Had a great time camping at Pickens. Didn't run in to any camping Nazis. First night red fishing I only managed to catch a 42 1/2 incher. Next night I caught a 37, a 39, a 41. a 43 1/2, and a 45 incher! This is a bad cell phone pic of the 45. Better pics are coming.


----------



## PAWGhunter (Feb 3, 2010)

Now that is a big red! If you were over here in AL, you could have kept that oversizer.


----------



## amarcafina (Aug 24, 2008)

Nice, those bulls are really running now.


----------



## cablechris (May 3, 2011)

wo nice. I thought you could keep one torphy in fl? or is that just with black drum?


----------



## bigassredfish (Apr 3, 2011)

Awesome! Looks like it's time to get out at night! Nice fish!


----------



## devndeb (Mar 16, 2008)

Florida is 18-27, 2 bag...NO OVERSIZED...


----------



## scarfus (Jul 18, 2012)

What'd you catch that beast on?


----------



## Charlie2 (Oct 2, 2007)

*Trophy Fish*



devndeb said:


> Florida is 18-27, 2 bag...NO OVERSIZED...


I often wonder what people would do with those 'Bull' Redfish. The Blackened Redfish Craze has subsided somewhat.

The 'slots'(Puppies) are the better eating.

When I was young, whenever that was, we would drive out to Alabama Point, camp, and fish for Bull Reds. We would release all but one which we would take home, chop into two and put a half under each of Mama's Rose Bushes. She always had pretty roses. Ah...sweet memories!! C2


----------



## redfishreaper (Apr 23, 2012)

cablechris said:


> wo nice. I thought you could keep one torphy in fl? or is that just with black drum?
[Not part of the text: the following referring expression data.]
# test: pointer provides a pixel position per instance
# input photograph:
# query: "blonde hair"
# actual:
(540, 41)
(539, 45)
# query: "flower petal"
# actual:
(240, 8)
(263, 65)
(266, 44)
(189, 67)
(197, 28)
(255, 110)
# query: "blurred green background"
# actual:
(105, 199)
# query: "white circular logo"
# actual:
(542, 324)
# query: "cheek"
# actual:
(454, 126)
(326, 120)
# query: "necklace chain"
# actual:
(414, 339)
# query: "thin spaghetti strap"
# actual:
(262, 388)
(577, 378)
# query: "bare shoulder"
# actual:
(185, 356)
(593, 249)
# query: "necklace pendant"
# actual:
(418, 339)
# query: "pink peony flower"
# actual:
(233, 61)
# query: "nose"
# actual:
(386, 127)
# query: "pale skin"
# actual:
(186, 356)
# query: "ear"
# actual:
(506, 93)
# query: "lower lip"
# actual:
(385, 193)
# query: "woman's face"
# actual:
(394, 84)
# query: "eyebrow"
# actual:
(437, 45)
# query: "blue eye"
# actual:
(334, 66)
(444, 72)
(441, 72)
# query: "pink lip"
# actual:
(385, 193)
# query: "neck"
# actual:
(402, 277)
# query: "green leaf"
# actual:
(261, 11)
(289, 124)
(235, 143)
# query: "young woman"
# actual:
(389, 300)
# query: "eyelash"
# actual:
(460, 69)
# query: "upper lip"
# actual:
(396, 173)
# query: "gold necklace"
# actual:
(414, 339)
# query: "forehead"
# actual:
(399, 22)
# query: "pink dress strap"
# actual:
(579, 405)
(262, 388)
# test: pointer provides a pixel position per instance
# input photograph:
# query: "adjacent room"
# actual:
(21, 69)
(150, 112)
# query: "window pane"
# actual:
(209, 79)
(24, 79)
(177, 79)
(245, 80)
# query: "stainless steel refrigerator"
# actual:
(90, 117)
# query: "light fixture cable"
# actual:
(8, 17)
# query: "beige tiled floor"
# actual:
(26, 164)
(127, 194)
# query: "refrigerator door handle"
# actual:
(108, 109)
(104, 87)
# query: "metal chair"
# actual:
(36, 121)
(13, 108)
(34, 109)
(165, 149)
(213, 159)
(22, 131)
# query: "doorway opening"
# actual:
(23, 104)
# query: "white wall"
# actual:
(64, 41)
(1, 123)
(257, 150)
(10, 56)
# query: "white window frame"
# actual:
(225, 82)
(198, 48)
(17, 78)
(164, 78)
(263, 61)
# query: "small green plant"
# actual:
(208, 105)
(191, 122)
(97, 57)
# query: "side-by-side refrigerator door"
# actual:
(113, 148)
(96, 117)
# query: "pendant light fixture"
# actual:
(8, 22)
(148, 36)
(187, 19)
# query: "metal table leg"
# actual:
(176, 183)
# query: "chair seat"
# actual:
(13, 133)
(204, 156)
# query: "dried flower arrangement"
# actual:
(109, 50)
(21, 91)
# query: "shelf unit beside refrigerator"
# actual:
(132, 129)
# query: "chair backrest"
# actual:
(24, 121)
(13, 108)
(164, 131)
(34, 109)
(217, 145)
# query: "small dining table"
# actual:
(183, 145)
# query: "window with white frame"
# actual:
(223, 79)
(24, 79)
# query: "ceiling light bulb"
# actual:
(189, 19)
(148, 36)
i pritty shur you are not aloud too keep the drum over 24" or under 14''. and when they are over 24" they tast bad.(so iv herd) please corect me if i am wrong


----------



## penn 10/0 (Apr 7, 2011)

they are no good to eat, but you are allowed to keep one oversized black drum per person per day... if you catch one, do youself a favor and just take a picture and throw him back... lol


----------